つまり信長はいかに情報や諜報が重要であるかをよく理解していたと言えるかと思います。これを見ると信長が戦国時代の覇者になるべく怒涛の快進撃を続けられた理由が分かる気がします。

450年前の日本の戦国時代ですら信長の情報の取り扱いに対して特筆されているのですから、その2000年前に既に言及していた孫子って一体・・・・とただただ驚嘆の一言です。

◆孫子の兵法で有名な格言

さて、最後にいろんな書物やネットなどでよく使われている孫子の名言をご紹介します。知ってる方はさらっと読み飛ばせるかと思います。

普段の会話にさり気なくこういった格言を含んだりすると「こいつ意外とできるな」と相手を警戒させたりできるので使ってみて下さい(笑)

・敵を知り己を知れば百戦してあやうからず

多分ぶっちぎりで一番有名な孫氏の言葉だと思います。相手の力量を正確に評価しかつ自分のことも客観的に評価できれば戦いに負けることはない。キーワードは「己を知る」いかに自分を客観的に分析して評価できるかですね(笑)

・兵は詭道なり

戦いとは騙し合いである。
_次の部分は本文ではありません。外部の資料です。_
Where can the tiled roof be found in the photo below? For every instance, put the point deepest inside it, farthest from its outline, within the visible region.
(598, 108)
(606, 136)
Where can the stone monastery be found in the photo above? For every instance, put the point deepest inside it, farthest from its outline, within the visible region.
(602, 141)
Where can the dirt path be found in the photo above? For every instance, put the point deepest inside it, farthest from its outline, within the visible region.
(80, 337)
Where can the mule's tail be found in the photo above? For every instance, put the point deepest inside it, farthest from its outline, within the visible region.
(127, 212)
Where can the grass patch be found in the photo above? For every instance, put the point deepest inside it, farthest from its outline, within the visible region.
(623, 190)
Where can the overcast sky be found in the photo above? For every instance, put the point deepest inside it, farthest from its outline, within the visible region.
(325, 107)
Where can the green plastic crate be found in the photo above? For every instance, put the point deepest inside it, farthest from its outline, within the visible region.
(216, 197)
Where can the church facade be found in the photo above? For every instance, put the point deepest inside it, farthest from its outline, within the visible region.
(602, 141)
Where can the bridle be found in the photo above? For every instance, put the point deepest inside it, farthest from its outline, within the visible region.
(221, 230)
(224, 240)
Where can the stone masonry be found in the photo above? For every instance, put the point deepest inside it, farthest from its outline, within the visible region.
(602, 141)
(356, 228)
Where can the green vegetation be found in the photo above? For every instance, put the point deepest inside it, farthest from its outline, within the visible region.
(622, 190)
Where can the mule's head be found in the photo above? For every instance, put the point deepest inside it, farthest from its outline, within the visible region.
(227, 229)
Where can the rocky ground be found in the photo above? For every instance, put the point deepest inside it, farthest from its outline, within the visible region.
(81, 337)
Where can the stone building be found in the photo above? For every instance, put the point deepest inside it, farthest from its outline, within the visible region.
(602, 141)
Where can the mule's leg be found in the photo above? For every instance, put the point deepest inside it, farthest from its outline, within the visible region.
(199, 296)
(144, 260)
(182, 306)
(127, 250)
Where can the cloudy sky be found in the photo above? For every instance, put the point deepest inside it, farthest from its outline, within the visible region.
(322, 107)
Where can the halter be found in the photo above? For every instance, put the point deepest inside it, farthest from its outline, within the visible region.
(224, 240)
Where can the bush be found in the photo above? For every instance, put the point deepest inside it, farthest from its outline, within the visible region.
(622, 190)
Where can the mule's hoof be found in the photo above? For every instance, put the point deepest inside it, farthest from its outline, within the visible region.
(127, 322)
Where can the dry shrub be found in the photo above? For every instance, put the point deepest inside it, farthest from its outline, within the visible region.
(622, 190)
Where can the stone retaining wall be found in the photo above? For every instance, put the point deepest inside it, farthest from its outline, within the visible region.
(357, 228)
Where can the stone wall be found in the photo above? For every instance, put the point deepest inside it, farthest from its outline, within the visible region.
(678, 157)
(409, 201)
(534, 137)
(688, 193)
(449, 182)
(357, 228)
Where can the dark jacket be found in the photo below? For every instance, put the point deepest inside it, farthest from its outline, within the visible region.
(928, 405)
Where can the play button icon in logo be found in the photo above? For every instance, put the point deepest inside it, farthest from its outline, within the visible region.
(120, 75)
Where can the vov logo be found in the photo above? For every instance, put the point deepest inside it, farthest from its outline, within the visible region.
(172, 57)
「詭道」とはトリックとか騙すとかそういった意味の言葉です。勝つためには正々堂々と正攻法で戦わなくてもOK、夜襲なり裏切り調略なり使える手段は何でもすべきですね。

・百戦百勝は善の善なるものにあらず

この言葉には続きがありまして「戦わずして人の兵を屈するは善の善なるものなり」と続きます。最初の経済の部分でも紹介しましたが、実際に戦争をすればどんな完勝でも被害が出ます。戦わずに屈服させるのが一番いいよという話です。

身近で言えば冷戦時代のアメリカはソ連を相手に戦うことなしに打倒しました。ソ連を封じ込めたことで米ソ間で実際の戦闘による死者を出すことなく被害を未然に防げたのは孫子の兵法通りだと言えます。

その他、ビジネスなどでも使えるワードとして

・戦いは正を以って合し奇を以って勝つ
・善く戦う者は人を致して人に致されず

などの格言が挙げられると思います。

「人を致して」というのは「自分の思い通りに動かす」つまり「主導権を握る」っという意味です。いくさ巧者は物事を自分のペースで終始リードして主導権を相手に決して握らせないみたいな意味です。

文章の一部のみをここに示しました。